The basic function calls to ddplot and tdplot takes the following argument:

ddplot(drp, well, channel, ...)
ddplot(drp, well, ...)
  • drp a list that contains 2 objects ('Ch1' and 'Ch2') each of which should be a matrix containing the (endpoint) fluorescence measurments (one column per reaction) from the appropriate fluorescence channel. Note that the latter is the native output format of read.QX()
  • well is a numerical or string, selects which reactions are analyzed. Either by column number (eg 1) or by column name (eg "A01")
  • channel is a numerical: either 1or 2 and selects which channel is plotted
  • ... additional arguments and graphical parameters to be passed to the base plot command of R

Usage example:

load("dpcr-Example.RData")
source("MonoColor ddPlot.R")

# plot a reaction
ddplot(dd.pcr, well = "A01")

# make a 2d plot of a reaction
tdplot(dd.pcr, well = "A01")

'Dataset.zip':1 contents and strucuture

The dataset is provided as a zipped .csv file. The is essentially a matrix of 16996 rows by 473 columns. The first column provides the rownames, each subsequent column is a digital PCR reaction. The rows contain the following information:

  • react-ID : 1 to 472. Numerical identifier of each reaction.
  • plate-ID: 1 to 9. Numerical identifier of each plate. A total of 9 plates was run, representing the different experiments in the dataset. Plate 1 tests all PCR targets in 4 repeats using qPCR validated conditions. Plate 2 is the primer/probe concentration gradient. Plate 3 is the "rain" dilution series. Plate 4 tests the PCR enhancers. Plate 5 is the cycle gradient. Plate 6 is the sonication gradient. Plate 7 is the annealing temperature gradient. Plate 8 tests digital touchdown PCR. Plate 9 is the final run of reactions under optimized conditions.
  • target : name of the PCR target
  • Primers : Primer concentration in nM
  • Probe : Probe concentration in nM
  • Anneal : Annealing temperature used during the run.
  • Touchdown : Was digital touchdown PCR used?
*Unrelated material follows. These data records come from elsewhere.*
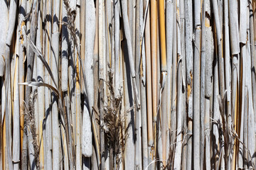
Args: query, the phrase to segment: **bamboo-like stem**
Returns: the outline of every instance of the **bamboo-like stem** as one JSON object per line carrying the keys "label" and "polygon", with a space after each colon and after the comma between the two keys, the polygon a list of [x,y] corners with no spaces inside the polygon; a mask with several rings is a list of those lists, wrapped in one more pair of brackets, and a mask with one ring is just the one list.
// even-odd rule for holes
{"label": "bamboo-like stem", "polygon": [[[206,1],[206,12],[210,13],[210,1]],[[210,104],[213,103],[213,84],[211,77],[213,76],[213,31],[210,25],[210,16],[206,16],[206,78],[205,78],[205,96],[206,96],[206,113],[205,113],[205,122],[204,122],[204,132],[205,132],[205,160],[206,160],[206,169],[210,169],[210,117],[212,108]],[[213,149],[212,149],[213,150]]]}
{"label": "bamboo-like stem", "polygon": [[19,89],[18,82],[18,57],[15,60],[15,72],[14,72],[14,137],[13,137],[13,160],[14,169],[18,169],[20,160],[20,110],[19,110]]}
{"label": "bamboo-like stem", "polygon": [[[252,45],[250,45],[250,52],[249,50],[249,46],[248,42],[246,44],[247,48],[247,63],[250,67],[247,67],[246,69],[248,72],[247,74],[250,74],[250,69],[248,68],[252,68],[255,67],[255,45],[254,45],[254,32],[253,32],[253,18],[252,18],[252,1],[248,1],[249,3],[249,8],[247,8],[247,10],[249,10],[250,13],[248,13],[247,11],[247,16],[249,17],[249,21],[247,21],[247,30],[250,29],[250,42]],[[251,59],[251,60],[250,60]],[[253,89],[255,87],[255,79],[253,74],[252,75],[250,75],[247,76],[247,83],[248,83],[248,100],[249,100],[249,108],[248,108],[248,141],[255,141],[255,142],[248,142],[248,149],[250,153],[255,152],[255,135],[253,135],[253,129],[255,129],[255,125],[253,123],[255,120],[255,111],[254,109],[255,108],[254,107],[255,106],[255,103],[254,103],[254,98],[255,98],[255,90]],[[254,109],[253,109],[254,108]],[[252,160],[251,162],[249,162],[249,168],[252,168],[253,164],[255,164],[255,160]]]}
{"label": "bamboo-like stem", "polygon": [[[40,11],[42,11],[43,9],[43,3],[41,3]],[[39,51],[42,52],[42,44],[43,44],[43,29],[42,28],[42,16],[41,13],[38,13],[38,27],[37,27],[37,33],[36,33],[36,47],[39,50]],[[44,68],[43,66],[43,63],[38,59],[36,60],[36,72],[37,77],[36,80],[38,82],[43,82],[43,75],[44,75]],[[44,144],[43,144],[43,122],[44,118],[44,88],[38,87],[38,141],[39,141],[39,168],[43,169],[45,166],[44,164]]]}
{"label": "bamboo-like stem", "polygon": [[[80,1],[77,1],[77,5],[80,6],[80,7],[77,7],[76,11],[78,12],[77,16],[75,17],[75,28],[77,29],[76,35],[78,40],[78,43],[80,43]],[[75,135],[73,137],[75,139],[74,140],[74,144],[75,144],[75,168],[77,170],[80,169],[82,167],[82,152],[81,152],[81,91],[80,91],[80,68],[79,64],[79,58],[78,58],[78,52],[77,49],[75,49],[75,117],[74,118],[75,120],[73,120],[73,121],[75,122],[75,124],[73,124],[73,135]],[[74,126],[75,128],[74,128]]]}
{"label": "bamboo-like stem", "polygon": [[[124,45],[127,45],[124,44]],[[125,46],[124,46],[125,47]],[[125,48],[124,48],[125,50]],[[123,53],[121,53],[124,56],[123,57],[123,68],[124,68],[124,129],[125,135],[128,135],[126,139],[125,147],[124,147],[124,169],[134,169],[134,111],[132,109],[132,94],[131,89],[131,76],[129,73],[130,66],[127,55],[127,50],[124,50]],[[128,112],[128,113],[127,113]]]}
{"label": "bamboo-like stem", "polygon": [[[51,8],[52,0],[48,1],[45,4],[45,13],[46,19],[47,21],[46,24],[46,31],[44,33],[44,53],[46,55],[46,60],[48,63],[50,63],[50,59],[51,55],[51,52],[50,50],[50,39],[51,39],[51,33],[52,33],[52,25],[51,25],[51,18],[49,17],[52,13]],[[45,83],[50,84],[50,76],[48,72],[45,72],[44,74],[44,81]],[[45,88],[45,109],[46,109],[46,169],[53,169],[53,159],[52,159],[52,119],[50,114],[50,92],[48,88]]]}
{"label": "bamboo-like stem", "polygon": [[[161,41],[161,89],[163,89],[162,101],[165,101],[167,95],[166,88],[164,89],[166,76],[167,76],[167,64],[166,64],[166,33],[165,33],[165,16],[164,16],[164,1],[159,1],[159,21],[160,21],[160,41]],[[162,152],[163,152],[163,164],[166,166],[166,123],[167,123],[167,113],[166,106],[162,103],[161,111],[161,135],[162,135]]]}
{"label": "bamboo-like stem", "polygon": [[[25,58],[25,51],[24,51],[24,47],[26,47],[26,37],[24,36],[24,30],[25,30],[25,16],[26,16],[26,11],[25,13],[23,13],[22,8],[26,9],[26,1],[21,1],[20,3],[20,7],[19,7],[19,33],[18,35],[20,36],[19,39],[19,47],[18,47],[18,82],[22,83],[24,82],[25,77],[24,77],[24,73],[25,73],[25,64],[23,63],[24,58]],[[25,87],[24,86],[18,86],[19,88],[19,108],[20,108],[20,113],[21,113],[22,110],[22,106],[23,102],[25,99]],[[24,128],[24,115],[20,114],[20,125],[21,125],[21,130],[20,130],[20,135],[21,135],[21,147],[23,147],[23,128]]]}
{"label": "bamboo-like stem", "polygon": [[[193,16],[192,16],[192,1],[185,1],[185,56],[186,68],[186,89],[187,89],[187,102],[188,102],[188,130],[187,132],[192,133],[192,120],[193,120]],[[186,169],[192,169],[192,136],[188,136],[187,147],[187,162]]]}
{"label": "bamboo-like stem", "polygon": [[[24,4],[24,3],[23,3]],[[1,11],[1,17],[2,19],[0,21],[1,26],[0,28],[0,55],[1,56],[5,55],[5,48],[6,48],[6,33],[8,30],[8,6],[6,4],[5,1],[0,2]],[[0,58],[0,76],[4,76],[4,65],[5,65],[5,58]]]}
{"label": "bamboo-like stem", "polygon": [[[60,18],[60,1],[53,1],[53,15],[55,17],[55,19],[53,21],[53,30],[52,30],[52,38],[51,45],[53,46],[53,50],[50,57],[50,67],[53,74],[53,79],[58,82],[58,70],[59,70],[59,49],[58,42],[60,37],[60,30],[58,28],[58,20]],[[65,11],[65,8],[63,9],[63,12]],[[65,16],[65,15],[63,15]],[[63,46],[62,47],[62,60],[63,58],[63,51],[65,50]],[[68,56],[67,56],[68,57]],[[68,59],[67,59],[68,60]],[[63,69],[63,67],[66,66],[65,69],[68,71],[68,63],[65,64],[61,61],[61,70],[63,74],[61,74],[61,89],[63,91],[63,86],[66,84],[68,88],[68,74],[65,74]],[[63,75],[66,75],[67,78],[63,77]],[[51,81],[51,84],[53,85],[53,80]],[[56,84],[56,88],[58,89],[58,84]],[[53,139],[53,169],[59,169],[60,168],[60,164],[56,164],[55,162],[60,162],[60,134],[59,130],[59,120],[58,120],[58,98],[55,94],[51,95],[51,116],[52,116],[52,139]],[[59,106],[60,107],[60,106]]]}
{"label": "bamboo-like stem", "polygon": [[[11,140],[10,137],[10,128],[9,127],[9,116],[11,115],[11,113],[10,113],[10,108],[11,108],[11,58],[10,58],[10,46],[11,44],[11,39],[14,32],[14,26],[16,16],[16,8],[17,8],[17,2],[14,0],[11,1],[10,3],[10,11],[9,11],[9,25],[8,25],[8,30],[7,30],[7,37],[6,40],[6,72],[5,72],[5,81],[6,81],[6,91],[5,91],[5,118],[6,118],[6,152],[7,152],[7,160],[8,160],[8,169],[10,170],[13,169],[13,164],[11,154]],[[7,167],[6,167],[7,168]]]}
{"label": "bamboo-like stem", "polygon": [[[140,78],[142,77],[142,74],[143,74],[142,72],[141,72],[141,54],[140,52],[143,49],[141,49],[141,42],[142,40],[141,40],[142,37],[142,19],[143,16],[143,1],[142,0],[136,1],[136,33],[135,33],[135,55],[134,55],[134,62],[135,62],[135,72],[139,75],[140,76],[136,76],[135,81],[136,81],[136,86],[139,87],[137,89],[138,91],[138,98],[139,101],[141,101],[141,90],[140,90]],[[143,75],[142,75],[143,76]],[[142,86],[144,86],[142,84]],[[143,103],[144,104],[144,103]],[[145,108],[143,108],[145,110]],[[139,157],[140,157],[140,144],[141,144],[141,129],[139,128],[141,125],[141,120],[140,120],[140,115],[142,114],[142,110],[140,109],[136,109],[135,110],[135,133],[136,133],[136,141],[135,141],[135,169],[139,169]]]}
{"label": "bamboo-like stem", "polygon": [[[100,107],[103,108],[104,107],[104,79],[105,76],[104,75],[104,64],[105,64],[105,57],[104,57],[104,52],[103,50],[104,46],[103,46],[103,41],[105,40],[103,39],[103,1],[101,0],[99,0],[98,1],[98,6],[99,6],[99,20],[98,20],[98,26],[99,26],[99,93],[100,93]],[[102,26],[103,25],[103,26]],[[103,120],[103,110],[100,110],[100,120],[101,121]],[[101,126],[101,125],[100,125]],[[105,169],[105,159],[106,159],[106,155],[105,155],[105,132],[103,129],[100,130],[100,154],[101,154],[101,169]]]}
{"label": "bamboo-like stem", "polygon": [[201,14],[201,84],[200,84],[200,140],[201,141],[200,144],[200,160],[201,161],[201,168],[203,169],[203,164],[205,159],[204,154],[204,147],[205,147],[205,78],[206,78],[206,0],[203,0],[202,2],[202,14]]}
{"label": "bamboo-like stem", "polygon": [[[144,4],[149,3],[144,1]],[[145,5],[144,5],[145,6]],[[150,13],[147,11],[145,27],[145,49],[146,49],[146,114],[142,112],[142,161],[143,168],[148,164],[149,153],[148,144],[153,143],[153,113],[152,113],[152,84],[151,84],[151,39],[150,39]],[[149,136],[150,135],[150,136]],[[146,144],[145,146],[145,144]]]}
{"label": "bamboo-like stem", "polygon": [[[156,81],[156,26],[157,26],[157,4],[156,0],[150,1],[150,30],[151,30],[151,67],[152,67],[152,104],[153,104],[153,121],[156,121],[157,112],[157,81]],[[149,142],[150,140],[149,140]],[[149,144],[152,143],[149,142]]]}

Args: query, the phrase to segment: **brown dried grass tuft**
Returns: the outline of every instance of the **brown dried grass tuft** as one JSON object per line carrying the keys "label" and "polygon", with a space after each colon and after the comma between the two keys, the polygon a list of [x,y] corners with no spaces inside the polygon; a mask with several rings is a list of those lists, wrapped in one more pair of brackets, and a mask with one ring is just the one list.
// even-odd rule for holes
{"label": "brown dried grass tuft", "polygon": [[102,128],[107,135],[107,144],[108,149],[112,149],[113,156],[115,158],[116,169],[119,169],[122,162],[122,155],[124,151],[124,140],[122,132],[124,131],[123,126],[124,118],[121,114],[122,100],[123,95],[122,89],[119,89],[119,94],[114,94],[113,85],[113,72],[110,67],[107,72],[108,81],[106,81],[110,91],[107,96],[107,106],[104,109],[103,120],[100,122],[100,128]]}
{"label": "brown dried grass tuft", "polygon": [[[35,161],[36,169],[39,169],[39,147],[37,143],[37,134],[36,134],[36,128],[35,123],[35,102],[37,96],[37,91],[35,90],[31,92],[28,104],[24,102],[23,112],[24,114],[24,129],[28,128],[32,134],[33,137],[33,146],[35,152]],[[26,134],[27,135],[28,134]]]}

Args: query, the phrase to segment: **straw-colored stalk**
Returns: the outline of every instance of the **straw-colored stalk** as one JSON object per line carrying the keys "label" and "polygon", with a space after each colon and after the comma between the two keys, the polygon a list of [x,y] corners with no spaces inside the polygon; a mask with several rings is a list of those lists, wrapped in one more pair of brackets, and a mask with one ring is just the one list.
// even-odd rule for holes
{"label": "straw-colored stalk", "polygon": [[[46,31],[44,32],[44,43],[43,51],[46,55],[46,60],[48,63],[50,63],[50,59],[51,55],[50,49],[50,38],[51,38],[51,20],[50,20],[49,16],[51,15],[51,4],[52,0],[48,1],[45,4],[45,13],[46,19],[47,21],[46,24]],[[50,75],[48,72],[45,72],[44,74],[44,82],[46,84],[50,84]],[[53,169],[53,159],[52,159],[52,120],[50,114],[50,91],[47,88],[45,87],[45,109],[46,109],[46,169]]]}
{"label": "straw-colored stalk", "polygon": [[[210,1],[206,1],[206,12],[210,13]],[[212,108],[210,100],[212,98],[213,85],[211,77],[213,76],[213,64],[212,61],[213,58],[213,31],[210,25],[210,16],[206,16],[206,78],[205,78],[205,96],[206,96],[206,108],[205,108],[205,122],[204,122],[204,132],[205,132],[205,146],[206,146],[206,169],[210,169],[210,116]]]}
{"label": "straw-colored stalk", "polygon": [[[135,72],[137,74],[139,74],[139,75],[143,74],[142,72],[141,72],[141,66],[142,64],[142,57],[141,55],[141,51],[143,50],[143,49],[141,49],[141,43],[142,40],[142,16],[143,16],[143,1],[136,1],[136,33],[135,33],[135,55],[134,55],[134,60],[135,60]],[[143,76],[143,75],[142,75]],[[141,101],[141,89],[140,89],[140,78],[141,76],[136,76],[135,81],[136,81],[136,86],[139,87],[137,89],[138,91],[138,98],[139,101]],[[144,86],[142,84],[142,86]],[[143,93],[143,92],[142,92]],[[142,96],[142,98],[144,96]],[[143,110],[145,110],[145,108],[144,104],[144,103],[140,103],[142,104],[142,107],[144,107]],[[142,106],[143,105],[143,106]],[[140,156],[142,155],[139,152],[141,151],[141,128],[139,126],[141,125],[141,119],[140,116],[142,114],[142,110],[140,109],[136,109],[135,110],[135,133],[136,133],[136,140],[135,140],[135,169],[140,169],[139,167],[139,163],[140,162]]]}
{"label": "straw-colored stalk", "polygon": [[[188,133],[192,133],[192,120],[193,120],[193,11],[192,1],[185,1],[185,56],[186,56],[186,94],[188,103]],[[187,137],[187,162],[186,169],[192,169],[192,136]]]}
{"label": "straw-colored stalk", "polygon": [[202,2],[202,14],[201,14],[201,84],[200,84],[200,159],[201,167],[203,167],[204,164],[204,147],[205,147],[205,114],[206,114],[206,100],[205,100],[205,79],[206,79],[206,0]]}
{"label": "straw-colored stalk", "polygon": [[[98,31],[99,31],[99,92],[100,92],[100,108],[104,107],[104,80],[105,79],[105,75],[104,72],[105,67],[106,67],[105,63],[105,56],[104,51],[105,50],[104,47],[104,42],[105,40],[103,38],[104,35],[104,28],[103,28],[103,21],[104,21],[104,4],[103,1],[99,0],[99,20],[98,20]],[[102,121],[103,119],[103,110],[100,110],[100,121]],[[102,126],[102,125],[100,125]],[[105,169],[105,133],[102,129],[100,129],[100,154],[101,154],[101,169]]]}
{"label": "straw-colored stalk", "polygon": [[130,67],[130,72],[131,72],[131,76],[132,80],[132,88],[134,91],[134,97],[135,103],[137,108],[139,108],[139,94],[138,94],[138,90],[135,81],[135,70],[134,70],[134,61],[132,54],[132,36],[131,36],[131,32],[130,32],[130,28],[129,26],[129,20],[128,20],[128,16],[127,16],[127,1],[125,0],[121,1],[122,4],[122,14],[123,17],[123,21],[124,21],[124,34],[125,38],[127,39],[127,49],[128,49],[128,57],[129,57],[129,67]]}
{"label": "straw-colored stalk", "polygon": [[[193,168],[201,167],[200,164],[200,52],[201,52],[201,1],[194,3],[195,10],[195,42],[193,64]],[[202,167],[201,167],[202,168]]]}
{"label": "straw-colored stalk", "polygon": [[[17,2],[14,0],[10,2],[10,9],[9,13],[9,21],[8,21],[8,30],[7,36],[6,39],[6,53],[5,53],[5,61],[6,61],[6,71],[5,71],[5,81],[6,81],[6,96],[5,96],[5,119],[6,119],[6,152],[7,152],[7,161],[8,161],[8,169],[10,170],[13,169],[13,163],[11,162],[11,136],[10,134],[11,127],[9,127],[9,120],[11,120],[11,113],[10,113],[11,108],[11,54],[10,54],[10,46],[11,45],[11,39],[14,32],[14,26],[16,16],[16,8]],[[6,167],[7,168],[7,166]]]}

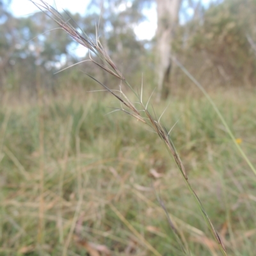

Either Y or N.
  • Enhancer : PCR enhancer that was added to the reaction. NA if no enhancer was used.
  • Cycles : Number of cycles run.
  • Sonication : Amount of sonication (in seconds). NA if the sample was not sonicated.
  • FU0001 to FU16985 : The droplet fluorescence values. In case there are less than 16985 droplets in a reaction, NA is used to padd the column.

If these descriptions do not seem meaningful, you might want to read our publication (link) for more background on the experiments.